Parce que, désormais, les femmes ne restent plus à la maison ! En 1958, Mao a lancé une grande campagne de publicité pour les « libérer » des tâches domestiques. À cette époque, il a engagé le pays dans le « Grand Bond en avant », une série de mesures visant à stimuler la production industrielle. Les Chinoises entrent en masse dans les manufactures. La vie est réorganisée en communes populaires : les cuisines sont partagées, les enfants élevés à la crèche. Sur les affiches de propagande, les travailleuses ont les joues rouges et un grand sourire.

La réalité est cependant loin d’être aussi belle. Il apparaît bientôt évident que les réformes économiques sont un fiasco. Non seulement les taux de production espérés ne sont pas atteints, mais les matières premières pour les industries manquent. Les récoltes étant négligées, des pénuries de nourriture surviennent. La famine qui sévit en Chine de 1958 à 1962 fait entre 20 et 70 millions de morts. Il s’agirait de la pire du 20e siècle.

La vie devient un enfer. Non seulement les Chinois manquent de tout, mais ils sont constamment épiés et n’ont pas le droit d’exprimer leurs opinions. Pour déménager, travailler, se marier, étudier, enfanter, ils doivent obtenir l’accord de l’État, c’est-à-dire du petit potentat local qui représente le parti communiste. Les abus de pouvoir se multiplient. Les arrestations arbitraires et la torture sont monnaie courante.

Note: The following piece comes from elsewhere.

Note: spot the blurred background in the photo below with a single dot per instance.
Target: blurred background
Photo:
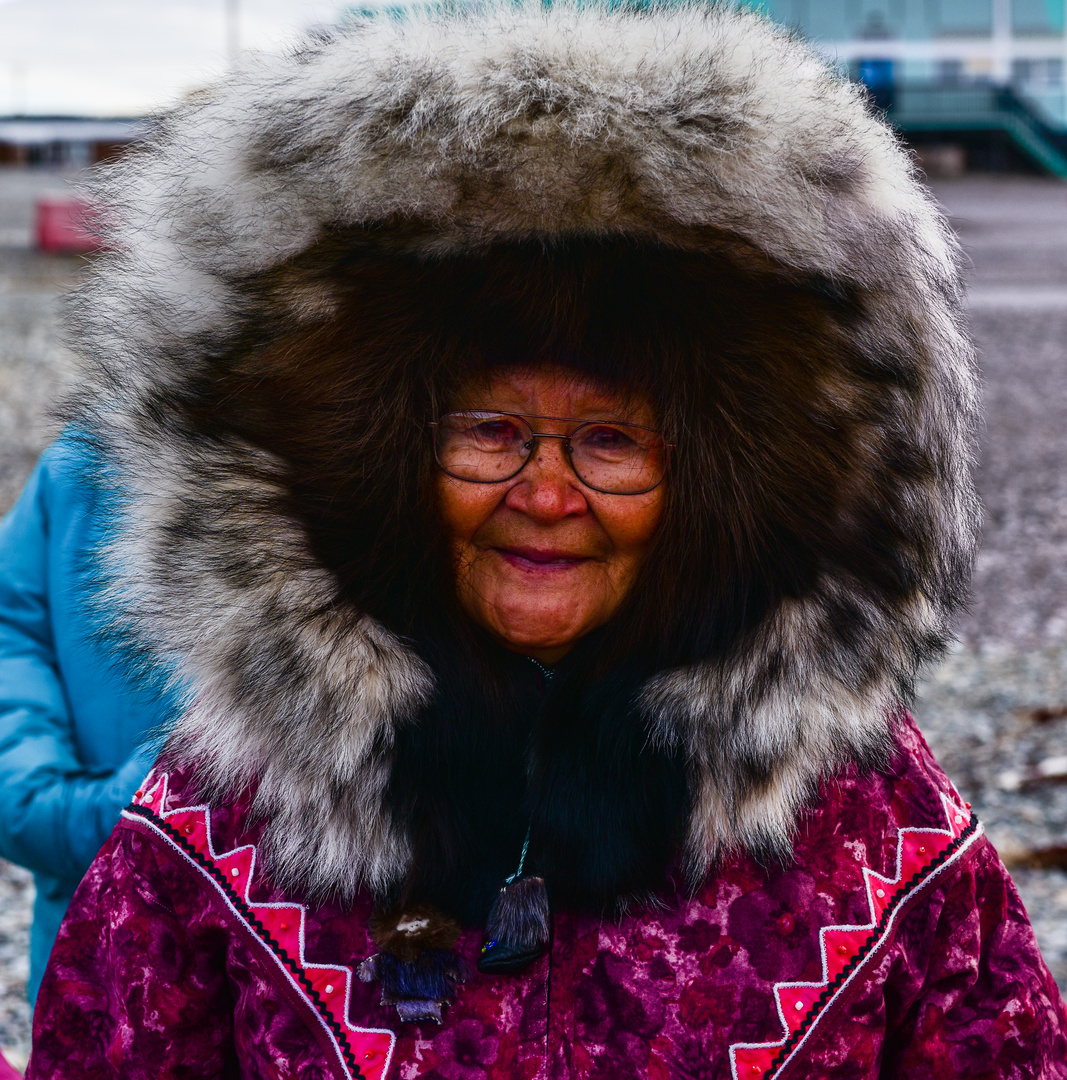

Sans raison valable, on sépare les couples pour plusieurs mois en les faisant travailler dans des communes distantes de centaines de kilomètres. Lorsqu’ils sont ensemble, les époux ne peuvent se démontrer aucune affection. L’amour pour les enfants doit aussi se faire discret. Ces sentiments sont vus comme égoïstes et anti-révolutionnaires; ils devraient plutôt être canalisés pour servir la révolution.

Dans cette Chine de plus en plus prude où on doit marcher dans le droit chemin, la féminité n’a plus sa place. Une poitrine volumineuse est source de honte. Les femmes sont désormais des « camarades », tout comme les hommes. Elles font les mêmes travaux qu’eux, portent le même habit : pantalon de toile épaisse et chemisier informe, souvent bleu. Un bijou, une robe, toute velléité de coquetterie est ridiculisée.

Une vie de peine et de misère : c’est ce qu’ont connu les femmes sous Mao, bien qu’elles aient vécu sous les premières lois féministes de l’histoire de Chine. Au moins, 31 ans après la mort du président, elles peuvent se consoler : leurs filles et leurs petites-filles ont désormais accès à l’éducation et au marché du travail.